This was revealed by Prof Dantani Wushishi, the Registrar/Chief Executive of NECO.

The National Examinations Council, NECO, has disclosed that some state governments are still owing the examination body over N2billion.
This was revealed by Prof Dantani Wushishi, the Registrar/Chief Executive of NECO.


He said this while addressing a press briefing in Minna, Niger State.
The Registrar said, “When you talk about the issue of debts, we have done a lot, we have recovered some, some states are still indebted to the Council to the tune of over N2 billion. This is for over so many years, from 2012 till date. We are making efforts and some states are responding.

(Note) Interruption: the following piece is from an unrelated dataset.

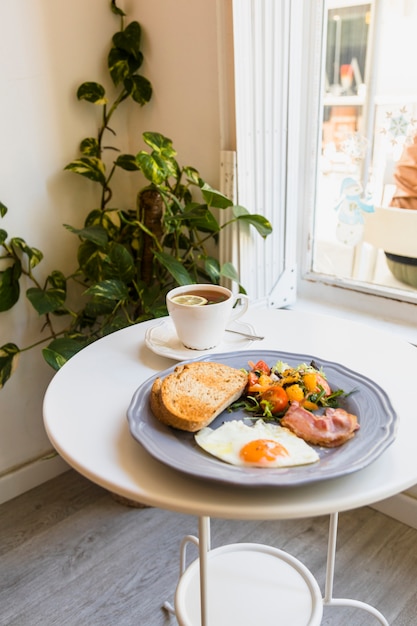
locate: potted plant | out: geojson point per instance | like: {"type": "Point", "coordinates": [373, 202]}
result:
{"type": "Point", "coordinates": [127, 259]}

“And through our efforts to make sure we solve our problems, we have a commitment with the Accountant-General of the Federation, and the states we have MoU with, we can take the MoU to the Accountant-General’s office to deduct from source, but we are very tactical about it, because we also have to sensitise the state governments to the need to keep this place afloat, and it is the payment of what they have subscribed for in the Council that will keep this place afloat.
“So we are tactically doing that, and we are getting the result and we have not yet taken any state to the Accountant General office.”
Wushishi noted further that the exam body relied heavily on money generated from candidates’ registrations for its various capital projects and other activities that related to the conduct of exams.
“From 2021 to date, to June (this year), the Minister of Finance has deducted from NECO’s Treasury Single Account, the total of N6,023,145,000.
“We also need to pursue that this money that was removed, that the 50 percent is supposed to be taken as operating surplus and give us the rest to settle our debts, so we have another battle for the reconciliation,” he added.
The NECO boss said that “In 2020, we had over 30,000 cases of exam malpractice. In 2021 we had just about 20,000, and this year and this year we have confidence it will reduce to the barest minimum. In our last BECE, the malpractice was about 600 cases, and this year it was less than 100.”